10 Things You Should Never Wear to a Wedding


TLC posted an article called "10 Things You Should Never Wear to a Wedding" and I thought it'd be fun to comment on their "rules" since I'm generally skeptical of fashion rules.

I feel that there are very few universals anymore when it comes to fashion, style, and matching. The whole "don't wear white after labor day" or "don't wear black and brown together" rules can all be broken if done properly and by someone who can pull it off. Don't get me wrong. If you're a boy and you wear a brown belt and black shoes people are going to comment. But current trends are all about mixing colors and patterns that no one would have ever dreamt of mixing 10 years ago.

Okay so here are the supposed rules.

Never wear ____ to a wedding:

10. Black

Okay, I get it. It's not a funeral. I'd be reluctant to wear black to a wedding. But I've seen a lot of black cocktail dresses at weddings this year and no one seems to be scandalized by it. I know I've worn dresses to winter weddings that were very dark and partially black.

9. Something Skimpy

I wholeheartedly agree with this one. Anything that draws a lot of attention and takes focus off the bride/couple is insulting. This event is not about you. You can look good without wearing something that will attract stares and whispers from the entire room and a glare from the grandma. It especially upsets me when a mother or mother-in-law shows up wearing something skimpy...it's just so very tacky and insulting, not to mention trashy.

8. Jeans & a T-Shirt

Okay sure. In general this seems legitimate. But I'm sure there is an exception somewhere in the country. Redneck theme wedding? Elopement with a few friends? Special request by the couple?

7. A Tux

This is another rule that addresses upstaging. Probably true in general, although there must be extremely formal weddings out there that require a tuxedo dress code.

6. Bell-Bottoms and other Dated Attire

Whose to say what's dated these days? Someone, somewhere, I'm sure. But this rule is a little to vague for me.

5. A Tiara

This is another one I completely am on board with. I'm not personally even really a fan of the bride wearing a tiara (if you're not a real-live princess tiaras seem a little pretentious to me in any scenario) but a guest is a definite no-no.

4. A Prom Dress

I've seen this happen many times and it isn't pretty. This kind of falls into the same category as a tux. Unless it's an extremely formal wedding, ball gowns and formal dresses just look tacky...not classy. Recycled prom dresses are a no, I agree.

3. A Pant Suit

I think this rule is crap. Pants suits are not for everyone of course, but there are classy pant suits that are perfectly appropriate for a wedding---especially if you're Ellen Degeneres (who wore a pant suit to her own wedding) or the grandmother of the bride.

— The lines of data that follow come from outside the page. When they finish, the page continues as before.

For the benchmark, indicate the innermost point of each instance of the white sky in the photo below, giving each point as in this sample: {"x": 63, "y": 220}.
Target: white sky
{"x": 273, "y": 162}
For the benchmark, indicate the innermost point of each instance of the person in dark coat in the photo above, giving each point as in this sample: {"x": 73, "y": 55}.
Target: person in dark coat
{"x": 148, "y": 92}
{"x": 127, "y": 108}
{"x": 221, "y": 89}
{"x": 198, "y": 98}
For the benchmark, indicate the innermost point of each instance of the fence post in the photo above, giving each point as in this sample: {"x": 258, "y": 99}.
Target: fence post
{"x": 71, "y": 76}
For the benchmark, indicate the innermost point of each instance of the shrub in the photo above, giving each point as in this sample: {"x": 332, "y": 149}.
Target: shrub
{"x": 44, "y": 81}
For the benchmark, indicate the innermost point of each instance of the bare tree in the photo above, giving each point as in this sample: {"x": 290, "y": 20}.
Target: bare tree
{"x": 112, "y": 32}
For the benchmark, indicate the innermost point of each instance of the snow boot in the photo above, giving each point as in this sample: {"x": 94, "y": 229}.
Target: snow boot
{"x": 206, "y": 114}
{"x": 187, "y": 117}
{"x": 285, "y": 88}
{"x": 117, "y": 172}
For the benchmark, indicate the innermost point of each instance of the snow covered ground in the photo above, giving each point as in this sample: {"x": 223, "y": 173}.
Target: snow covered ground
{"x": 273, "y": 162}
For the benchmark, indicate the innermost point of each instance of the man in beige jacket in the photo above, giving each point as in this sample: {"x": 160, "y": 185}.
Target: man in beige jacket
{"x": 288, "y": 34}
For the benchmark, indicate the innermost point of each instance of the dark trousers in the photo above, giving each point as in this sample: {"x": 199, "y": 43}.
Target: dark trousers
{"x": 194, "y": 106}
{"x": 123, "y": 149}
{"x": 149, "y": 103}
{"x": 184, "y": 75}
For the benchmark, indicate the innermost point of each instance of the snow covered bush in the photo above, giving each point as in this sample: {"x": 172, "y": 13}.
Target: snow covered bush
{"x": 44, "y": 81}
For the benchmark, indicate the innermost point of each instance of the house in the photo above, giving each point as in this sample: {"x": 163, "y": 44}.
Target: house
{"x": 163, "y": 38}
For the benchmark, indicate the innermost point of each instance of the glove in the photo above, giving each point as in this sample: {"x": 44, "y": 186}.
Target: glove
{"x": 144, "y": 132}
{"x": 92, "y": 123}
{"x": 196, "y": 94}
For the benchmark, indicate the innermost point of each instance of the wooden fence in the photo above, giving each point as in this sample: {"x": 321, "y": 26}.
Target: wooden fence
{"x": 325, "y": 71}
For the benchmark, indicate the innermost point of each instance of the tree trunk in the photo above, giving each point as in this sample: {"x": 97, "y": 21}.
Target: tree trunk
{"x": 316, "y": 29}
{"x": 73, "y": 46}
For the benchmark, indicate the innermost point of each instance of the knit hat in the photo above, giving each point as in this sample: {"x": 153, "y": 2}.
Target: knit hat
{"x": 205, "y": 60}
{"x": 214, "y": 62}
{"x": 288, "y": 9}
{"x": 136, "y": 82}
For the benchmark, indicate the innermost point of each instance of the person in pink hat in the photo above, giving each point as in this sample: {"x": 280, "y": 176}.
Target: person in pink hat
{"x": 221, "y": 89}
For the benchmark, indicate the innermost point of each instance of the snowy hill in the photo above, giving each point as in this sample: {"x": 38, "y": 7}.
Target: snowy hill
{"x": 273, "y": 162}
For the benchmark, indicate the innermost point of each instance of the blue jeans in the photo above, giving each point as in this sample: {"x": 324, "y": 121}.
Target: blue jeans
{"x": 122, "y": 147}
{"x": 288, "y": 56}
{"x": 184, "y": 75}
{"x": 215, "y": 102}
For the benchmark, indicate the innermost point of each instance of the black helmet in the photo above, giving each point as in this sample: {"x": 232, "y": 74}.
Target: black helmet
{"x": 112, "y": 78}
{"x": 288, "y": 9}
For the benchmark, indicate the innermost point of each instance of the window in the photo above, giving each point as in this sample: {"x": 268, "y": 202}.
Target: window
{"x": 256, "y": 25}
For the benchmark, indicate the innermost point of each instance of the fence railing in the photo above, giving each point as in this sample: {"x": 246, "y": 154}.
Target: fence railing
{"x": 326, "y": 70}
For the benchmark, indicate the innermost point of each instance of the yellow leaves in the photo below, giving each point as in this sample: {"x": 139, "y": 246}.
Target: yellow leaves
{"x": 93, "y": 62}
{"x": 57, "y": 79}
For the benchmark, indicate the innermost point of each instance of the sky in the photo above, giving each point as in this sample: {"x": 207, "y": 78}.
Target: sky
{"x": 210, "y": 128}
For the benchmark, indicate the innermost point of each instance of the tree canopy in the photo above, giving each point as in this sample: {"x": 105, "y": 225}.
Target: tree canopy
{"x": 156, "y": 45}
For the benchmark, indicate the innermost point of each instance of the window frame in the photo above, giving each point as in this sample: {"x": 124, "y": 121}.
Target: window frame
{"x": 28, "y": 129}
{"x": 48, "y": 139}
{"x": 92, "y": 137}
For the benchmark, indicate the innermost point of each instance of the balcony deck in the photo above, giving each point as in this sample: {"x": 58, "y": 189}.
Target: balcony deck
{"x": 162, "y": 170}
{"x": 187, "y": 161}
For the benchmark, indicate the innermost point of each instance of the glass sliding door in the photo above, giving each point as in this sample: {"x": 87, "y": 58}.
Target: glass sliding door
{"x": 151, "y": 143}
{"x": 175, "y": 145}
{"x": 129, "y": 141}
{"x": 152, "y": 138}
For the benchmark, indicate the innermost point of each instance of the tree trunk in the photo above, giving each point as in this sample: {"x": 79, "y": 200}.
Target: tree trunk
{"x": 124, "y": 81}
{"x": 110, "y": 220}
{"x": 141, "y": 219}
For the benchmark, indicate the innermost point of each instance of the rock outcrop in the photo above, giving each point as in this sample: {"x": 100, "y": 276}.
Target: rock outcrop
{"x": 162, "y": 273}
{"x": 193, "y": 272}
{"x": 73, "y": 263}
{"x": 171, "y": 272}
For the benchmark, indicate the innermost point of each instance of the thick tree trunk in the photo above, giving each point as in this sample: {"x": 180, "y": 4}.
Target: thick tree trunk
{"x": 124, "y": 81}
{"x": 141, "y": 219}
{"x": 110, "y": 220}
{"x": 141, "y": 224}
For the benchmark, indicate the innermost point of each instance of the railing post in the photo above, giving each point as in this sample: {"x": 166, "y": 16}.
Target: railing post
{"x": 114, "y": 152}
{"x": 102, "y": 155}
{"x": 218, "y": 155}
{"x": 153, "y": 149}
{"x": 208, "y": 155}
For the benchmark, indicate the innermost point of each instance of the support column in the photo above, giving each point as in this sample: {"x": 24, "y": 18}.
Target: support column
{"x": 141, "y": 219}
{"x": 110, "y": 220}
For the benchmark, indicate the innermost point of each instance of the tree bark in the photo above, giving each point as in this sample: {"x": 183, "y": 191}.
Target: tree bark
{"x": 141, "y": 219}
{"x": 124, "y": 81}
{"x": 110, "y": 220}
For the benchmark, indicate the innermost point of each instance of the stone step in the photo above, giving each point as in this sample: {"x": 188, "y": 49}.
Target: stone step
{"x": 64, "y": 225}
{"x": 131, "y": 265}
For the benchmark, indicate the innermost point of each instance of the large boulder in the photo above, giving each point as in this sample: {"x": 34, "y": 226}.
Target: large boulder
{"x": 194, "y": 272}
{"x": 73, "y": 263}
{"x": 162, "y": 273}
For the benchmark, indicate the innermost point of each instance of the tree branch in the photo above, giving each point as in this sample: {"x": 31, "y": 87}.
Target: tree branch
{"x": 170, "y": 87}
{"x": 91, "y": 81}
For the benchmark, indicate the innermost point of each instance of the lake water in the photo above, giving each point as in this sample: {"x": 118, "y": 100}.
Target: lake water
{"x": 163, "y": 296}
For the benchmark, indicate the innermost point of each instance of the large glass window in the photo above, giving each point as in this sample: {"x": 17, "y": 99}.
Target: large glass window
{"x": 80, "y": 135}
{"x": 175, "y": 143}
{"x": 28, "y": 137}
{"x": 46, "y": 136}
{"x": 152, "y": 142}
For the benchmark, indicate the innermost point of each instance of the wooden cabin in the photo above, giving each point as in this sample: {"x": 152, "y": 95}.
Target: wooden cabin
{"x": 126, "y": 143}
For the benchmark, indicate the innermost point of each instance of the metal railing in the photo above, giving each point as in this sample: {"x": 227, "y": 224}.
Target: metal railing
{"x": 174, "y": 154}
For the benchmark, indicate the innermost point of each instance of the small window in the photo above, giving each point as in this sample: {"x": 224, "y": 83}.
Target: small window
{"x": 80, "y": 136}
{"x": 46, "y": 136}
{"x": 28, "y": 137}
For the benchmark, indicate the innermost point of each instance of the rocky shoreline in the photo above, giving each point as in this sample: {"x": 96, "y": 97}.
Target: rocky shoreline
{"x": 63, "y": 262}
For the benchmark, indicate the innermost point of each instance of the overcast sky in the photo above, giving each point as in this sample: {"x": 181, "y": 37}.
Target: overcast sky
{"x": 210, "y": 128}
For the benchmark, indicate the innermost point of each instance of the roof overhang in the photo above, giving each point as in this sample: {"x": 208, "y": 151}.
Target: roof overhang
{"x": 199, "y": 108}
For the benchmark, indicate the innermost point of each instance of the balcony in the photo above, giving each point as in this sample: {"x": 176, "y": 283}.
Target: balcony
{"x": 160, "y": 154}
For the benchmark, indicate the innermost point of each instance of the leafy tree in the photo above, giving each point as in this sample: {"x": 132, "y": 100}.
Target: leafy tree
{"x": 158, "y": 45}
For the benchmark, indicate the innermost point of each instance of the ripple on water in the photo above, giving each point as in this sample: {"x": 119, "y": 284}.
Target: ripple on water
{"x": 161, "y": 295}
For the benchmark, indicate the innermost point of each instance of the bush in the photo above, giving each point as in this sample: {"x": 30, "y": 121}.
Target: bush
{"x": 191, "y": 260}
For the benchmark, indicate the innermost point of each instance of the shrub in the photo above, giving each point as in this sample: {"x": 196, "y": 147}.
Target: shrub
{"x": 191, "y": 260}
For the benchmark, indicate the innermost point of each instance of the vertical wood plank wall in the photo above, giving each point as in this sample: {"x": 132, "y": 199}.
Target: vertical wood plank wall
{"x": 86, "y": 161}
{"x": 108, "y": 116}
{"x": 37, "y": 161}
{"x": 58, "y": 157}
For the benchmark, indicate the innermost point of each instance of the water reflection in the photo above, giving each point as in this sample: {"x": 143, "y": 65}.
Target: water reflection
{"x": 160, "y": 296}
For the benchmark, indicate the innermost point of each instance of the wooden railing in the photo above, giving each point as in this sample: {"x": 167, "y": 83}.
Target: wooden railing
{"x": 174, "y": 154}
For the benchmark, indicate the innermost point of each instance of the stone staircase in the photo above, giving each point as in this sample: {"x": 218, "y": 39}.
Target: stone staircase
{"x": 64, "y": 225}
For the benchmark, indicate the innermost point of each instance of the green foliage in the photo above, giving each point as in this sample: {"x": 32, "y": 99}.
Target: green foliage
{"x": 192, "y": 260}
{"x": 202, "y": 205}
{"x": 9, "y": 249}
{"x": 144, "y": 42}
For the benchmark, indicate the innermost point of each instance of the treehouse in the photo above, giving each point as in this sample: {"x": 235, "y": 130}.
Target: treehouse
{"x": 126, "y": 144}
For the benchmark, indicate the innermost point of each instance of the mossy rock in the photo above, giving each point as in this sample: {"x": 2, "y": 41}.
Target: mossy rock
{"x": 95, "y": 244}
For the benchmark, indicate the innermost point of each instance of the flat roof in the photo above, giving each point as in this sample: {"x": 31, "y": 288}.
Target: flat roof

2. Anything Loud or Garish

This goes right back to the skimpy and tiara rules. If you're attracting attention and taking away from the bride, it's just rude.

1. White

This has been a hard and fast rule for as long as brides wearing white has been in fashion. I think it holds true in general but I've seen exceptions.

Example?---a themed wedding where the bride asks guests to where white and she/the wedding party wears color. And of course there are the many other cultural traditions where the bride doesn't wear white anyway. I can't imagine this rule holding true for those ceremonies. Real life example?---The Royal Wedding (Will and Kate) totally broke this rule when sister Pippa wore white. In fact, white bridesmaids dresses is a recent trend in wedding fashion.

As for guests at the average American wedding ceremony---there are white dresses that aren't solid white (like floral patterns) that you seem to be able to get away with. Other, more controversial choices likes creams and off-whites can be risky. I've seen mothers and mothers-in-law wear these shades to weddings...in some cases it's pulled off, in others the bride is furious. So yeah, I'd be very skeptical of wearing anything even remotely close to solid white to your average American wedding.